Any help appreciated.


----------



## Pennine-Paul (25 Jul 2012)

I gave up using freewheels years ago and turned to fixed wheel,
As i got sick of replacing them on a regular basis,
I used to use a chisel/old screwdriver and hammer them off,
troublesome ones were subject to an onslaught from the angle grinder


----------



## tyred (25 Jul 2012)

Yup, chisels fit all freewheels!


----------



## hamtyler (25 Jul 2012)

That's bad news. I'm surprised it's possible to by a part that requires a chisel to remove. Hopefully I wont damage the hub. Thanks.


----------



## tyred (25 Jul 2012)

If you're really concerned about damaging the hub, (and if you're careful there is no reason why you should) and definitely don't want to re-use the freewheel, work on the pin holes on the lock ring. This is a left hand thread and will un-screw the freewheel from the hub as you tighten it but the freewheel will almost certainly be scrap.

In fact, if you are replacing the freewheel because it's become noisy, it's perfectly possible to unscrew the lockring (anti-clockwise) and clean and re-grease the freewheel bearings and pawls. It just requires patience. I've done it on 5 and 6 speed blocks but never a single speed one. If it's excessively loose, take the play out of it by tightening the lock ring.


----------



## mangid (25 Jul 2012)

Hmm, 

You can get 2 prong tools:

http://www.amazon.com/Shimano-TL-FW40-Freewheel-Remover-2-Prong/dp/B001GSON4E
http://bicyclebagssell.blogspot.co.uk/2011/01/avenir-2-prong-bmx-freewheel-remover.html


----------



## mickle (25 Jul 2012)

mangid said:


> Hmm,
> 
> You can get 2 prong tools:
> 
> ...


 
The two holes are not there to enable the freewheel to be removed, they're on the free bit rather than the block.


----------



## mickle (25 Jul 2012)

The bike shop workshop method of removing such a piss-poor POS component is to place the whole damn thing in the vice and tighten it so hard that the outer ring collapses, crushing the bearings against the block. Then simply rotate the wheel until it seizes and untightens. If, as sometimes happens, it falls apart, simply throw all the shrapnel in the bin and place the body back in the vice.
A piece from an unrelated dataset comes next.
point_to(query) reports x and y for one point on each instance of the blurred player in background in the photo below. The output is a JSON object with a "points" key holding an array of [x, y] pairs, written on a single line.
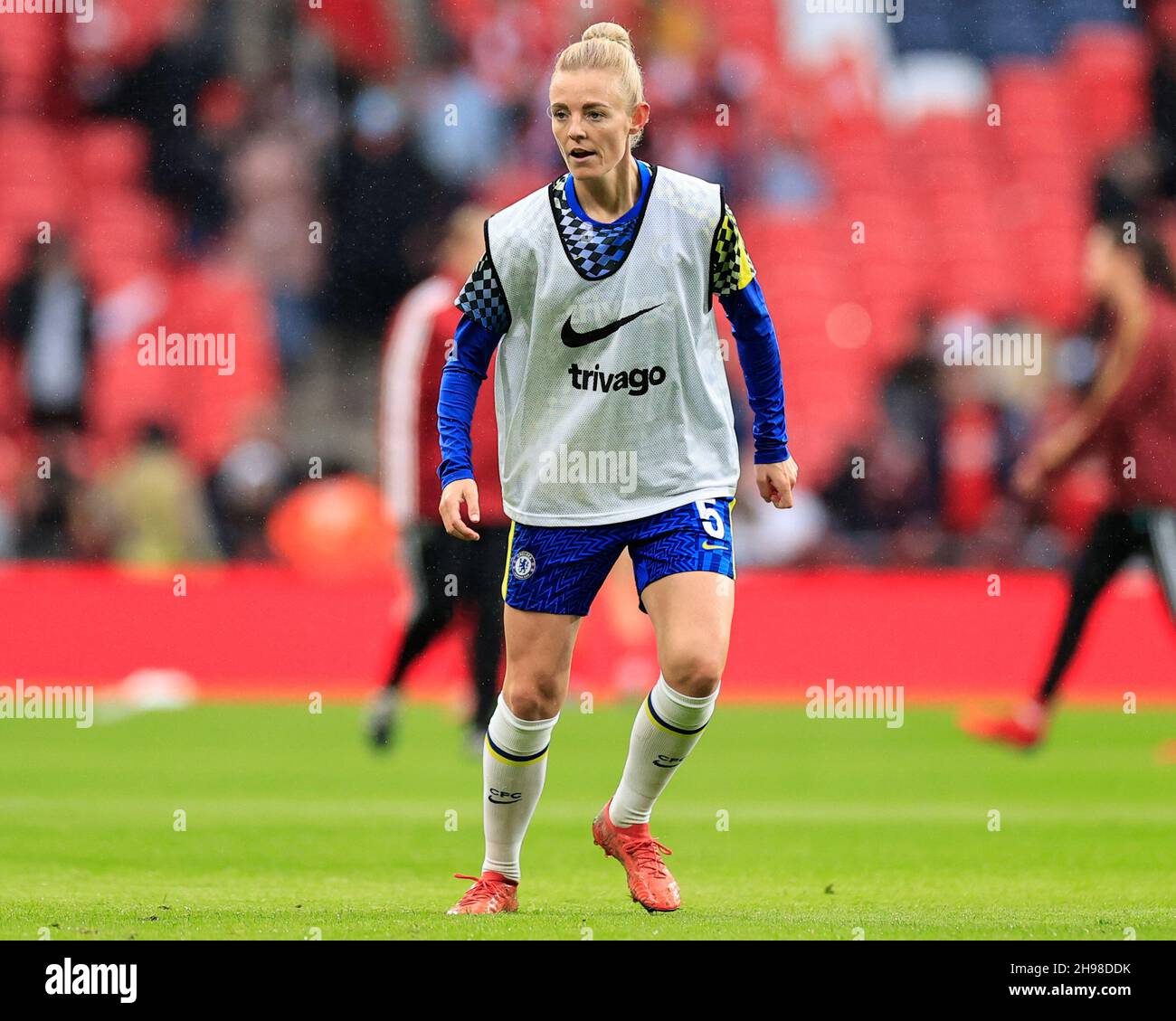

And then, of course, replace it one with 2 or 4 splines that can be actually removed without having to destroy it.


----------



## Ed no-more-lemons (7 Aug 2012)

Hi
I've got the two prong 'suntour' type freewheel puller on the go.
Although I'm not having much joy, trying to remove a five speed ratcheting freewheel.
I've succeeded at this on another wheel. But this one is much older and the prong receivers I've had to file to take the tool, which is clamped in with an old axle.
Currently drizzling WD40 through from the far side of the block.
Just so I'm clear, I understand the puller tool needs to be rotated anti-clockwise to remove the freewheel. Am I interpriting this thread correctly in supposing only the Lockring has a left-hand thread accessed from the pin holes and whether if it comes to it this is the part to feel the wrath of concentrated shock?
Any advice would be great, as I'm not familiar with the inner mechanism of the freewheel and having a go is better than a lot of 'browser learning'.


----------



## tyred (8 Aug 2012)

The freewheel block itself will unscrew from the hub in the normal anti-cockwise direction.
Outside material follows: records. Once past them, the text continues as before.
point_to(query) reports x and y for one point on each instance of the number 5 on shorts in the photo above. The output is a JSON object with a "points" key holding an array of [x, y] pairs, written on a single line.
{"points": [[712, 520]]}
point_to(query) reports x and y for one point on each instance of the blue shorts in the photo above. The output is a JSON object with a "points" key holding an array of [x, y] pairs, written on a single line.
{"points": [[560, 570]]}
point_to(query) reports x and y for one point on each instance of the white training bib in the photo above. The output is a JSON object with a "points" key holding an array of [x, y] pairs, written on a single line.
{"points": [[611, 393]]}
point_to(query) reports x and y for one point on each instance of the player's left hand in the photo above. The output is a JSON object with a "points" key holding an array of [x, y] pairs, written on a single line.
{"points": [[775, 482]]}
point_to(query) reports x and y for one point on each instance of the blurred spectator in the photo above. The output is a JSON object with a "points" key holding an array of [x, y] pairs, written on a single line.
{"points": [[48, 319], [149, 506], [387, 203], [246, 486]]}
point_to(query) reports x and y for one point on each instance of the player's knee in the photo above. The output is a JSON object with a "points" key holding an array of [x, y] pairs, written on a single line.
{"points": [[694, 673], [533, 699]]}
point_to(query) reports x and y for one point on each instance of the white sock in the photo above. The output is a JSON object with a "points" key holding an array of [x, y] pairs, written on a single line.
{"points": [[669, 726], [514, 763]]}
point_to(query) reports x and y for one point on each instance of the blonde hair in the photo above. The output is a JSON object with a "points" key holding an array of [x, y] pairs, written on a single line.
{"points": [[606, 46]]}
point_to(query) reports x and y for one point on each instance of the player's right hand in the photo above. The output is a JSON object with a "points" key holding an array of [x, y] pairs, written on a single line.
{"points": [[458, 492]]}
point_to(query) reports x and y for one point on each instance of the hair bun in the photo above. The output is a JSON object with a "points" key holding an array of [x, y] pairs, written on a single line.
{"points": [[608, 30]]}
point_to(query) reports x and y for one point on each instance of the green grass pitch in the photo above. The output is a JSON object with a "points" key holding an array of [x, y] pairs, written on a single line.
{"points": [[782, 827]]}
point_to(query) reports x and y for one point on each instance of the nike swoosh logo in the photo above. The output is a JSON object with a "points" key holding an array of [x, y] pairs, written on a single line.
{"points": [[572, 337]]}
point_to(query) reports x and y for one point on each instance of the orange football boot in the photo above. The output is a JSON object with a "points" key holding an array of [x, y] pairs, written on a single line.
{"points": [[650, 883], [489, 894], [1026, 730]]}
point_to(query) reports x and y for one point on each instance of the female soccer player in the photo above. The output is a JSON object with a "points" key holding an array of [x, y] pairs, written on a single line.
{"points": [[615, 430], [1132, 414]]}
It will be tight, especially if it's got a large sprocket as it self tightens as you pedal.


----------



## Ed no-more-lemons (8 Aug 2012)

Thanks Tyred
It sure does and is.
I've stopped short of filing back to the locking ring, As the freewheel does work and does not need immediate replacement.
Just a good clean, it does have slight play in it but hopefully will be OK and the spokes-wheel seem a lot stronger than the modern equivilent.


----------



## tyred (8 Aug 2012)

The lock ring which adjusts the bearing will have two holes for a large pin spanner. You can tighten this to take up some of the play if you like. Just use a hammer and punch on the hole and it does have a left hand thread. It should also be possible to dribble a little 3 in 1 oil into it around the lockring to lubricate it.

It's perfectly possible to open it up and rebuild it with new ball bearings and fresh grease but it's not really worth the hassle.


----------